The aim of this study was to review the different surgical modalities for ingrown toenails in the paediatric age group in a hospital setting.
All procedures were carried out under general anaesthetic. The treatment methods practised were:
Nail avulsion with or without nail matrix ablation using phenol. Wedge excision of the nail with or without nail matrix ablation using phenol or thermal ablation.
We also applied the same Fischer’s exact test for rate of infection in all the groups.
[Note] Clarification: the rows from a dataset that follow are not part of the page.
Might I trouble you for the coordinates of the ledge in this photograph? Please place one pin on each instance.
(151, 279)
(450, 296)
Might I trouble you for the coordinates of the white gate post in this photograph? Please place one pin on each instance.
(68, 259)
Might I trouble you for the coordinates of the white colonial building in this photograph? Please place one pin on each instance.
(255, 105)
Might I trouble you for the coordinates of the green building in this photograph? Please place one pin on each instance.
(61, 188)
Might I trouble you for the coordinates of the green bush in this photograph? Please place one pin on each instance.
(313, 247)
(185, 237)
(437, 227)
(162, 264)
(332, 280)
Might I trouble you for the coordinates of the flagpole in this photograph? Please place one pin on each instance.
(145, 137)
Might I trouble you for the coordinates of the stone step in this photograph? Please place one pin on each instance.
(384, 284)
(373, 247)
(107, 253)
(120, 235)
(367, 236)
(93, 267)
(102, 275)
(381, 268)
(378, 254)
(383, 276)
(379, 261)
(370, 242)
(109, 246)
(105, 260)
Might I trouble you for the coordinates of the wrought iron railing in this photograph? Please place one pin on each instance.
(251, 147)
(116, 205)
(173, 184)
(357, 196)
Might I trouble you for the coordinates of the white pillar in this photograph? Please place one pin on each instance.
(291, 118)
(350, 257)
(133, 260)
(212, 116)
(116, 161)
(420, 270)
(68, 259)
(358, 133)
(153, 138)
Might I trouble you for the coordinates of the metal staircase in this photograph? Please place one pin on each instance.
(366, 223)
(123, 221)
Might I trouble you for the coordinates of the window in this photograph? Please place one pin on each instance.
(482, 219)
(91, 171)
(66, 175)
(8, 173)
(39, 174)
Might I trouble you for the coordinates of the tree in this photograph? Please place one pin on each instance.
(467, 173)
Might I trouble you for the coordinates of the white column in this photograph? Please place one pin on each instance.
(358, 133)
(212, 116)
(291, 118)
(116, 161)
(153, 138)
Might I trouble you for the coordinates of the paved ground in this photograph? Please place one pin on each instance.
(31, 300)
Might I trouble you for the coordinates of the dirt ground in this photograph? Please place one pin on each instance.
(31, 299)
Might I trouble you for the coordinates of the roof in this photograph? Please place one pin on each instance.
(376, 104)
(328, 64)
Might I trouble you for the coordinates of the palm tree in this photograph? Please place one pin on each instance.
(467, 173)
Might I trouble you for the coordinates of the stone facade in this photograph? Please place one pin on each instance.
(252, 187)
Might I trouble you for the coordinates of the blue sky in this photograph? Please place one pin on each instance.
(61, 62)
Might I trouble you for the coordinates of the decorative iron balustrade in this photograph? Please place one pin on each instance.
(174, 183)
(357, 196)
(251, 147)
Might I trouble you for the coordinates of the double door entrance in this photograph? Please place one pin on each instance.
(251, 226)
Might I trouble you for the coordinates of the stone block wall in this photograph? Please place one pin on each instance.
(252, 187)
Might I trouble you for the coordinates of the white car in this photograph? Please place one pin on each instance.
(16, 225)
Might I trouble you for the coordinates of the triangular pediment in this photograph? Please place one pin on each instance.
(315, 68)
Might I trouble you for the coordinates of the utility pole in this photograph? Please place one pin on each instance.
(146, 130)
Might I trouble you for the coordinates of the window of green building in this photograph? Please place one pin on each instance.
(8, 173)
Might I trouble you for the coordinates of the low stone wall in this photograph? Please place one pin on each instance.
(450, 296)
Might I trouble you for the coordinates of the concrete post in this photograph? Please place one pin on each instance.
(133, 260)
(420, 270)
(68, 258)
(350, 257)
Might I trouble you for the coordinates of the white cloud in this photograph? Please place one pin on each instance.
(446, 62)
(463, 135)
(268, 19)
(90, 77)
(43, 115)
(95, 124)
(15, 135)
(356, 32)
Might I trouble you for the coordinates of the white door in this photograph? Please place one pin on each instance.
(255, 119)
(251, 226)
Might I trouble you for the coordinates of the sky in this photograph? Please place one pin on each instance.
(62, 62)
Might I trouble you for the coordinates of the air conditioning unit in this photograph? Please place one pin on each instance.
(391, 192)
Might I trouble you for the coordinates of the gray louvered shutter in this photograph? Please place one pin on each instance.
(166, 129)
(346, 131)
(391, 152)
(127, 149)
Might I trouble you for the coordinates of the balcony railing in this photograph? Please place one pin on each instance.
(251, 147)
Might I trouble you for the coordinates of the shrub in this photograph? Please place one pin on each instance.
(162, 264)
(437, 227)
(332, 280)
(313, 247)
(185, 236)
During the stage of inflammation, conservative measures in the past have been noted to be successful. In a hospital setting, most patients present in the second stage (infection). Nail avulsion is still commonly practised as a first line treatment. It provides good symptomatic relief in this stage but has been reported to have high rates of recurrence. We noted similar results (recurrence rate: 55%) in our study. Then patients present in the next stage with symptoms of chronic ingrowths i.e. previous infection and presence granulation tissue in the nail fold. The aim of treatment here is to remove the ingrown area along with the nail fold. Wedge excision with or without removal of nail matrix is a commonly performed procedure. There are various methods for removing the nail matrix namely surgical matrixectomy, chemical matrixectomy using phenol or sodium hydroxides, diathermic/electric cauterisation, laser. There are reports that show low recurrence rates with use of phenol. In this study we found recurrence and infection to be high when phenol was used as the ablative agent. We achieved cure rate of 97% when using wedge excision alone and 70% when phenol was used for nail matrix ablation.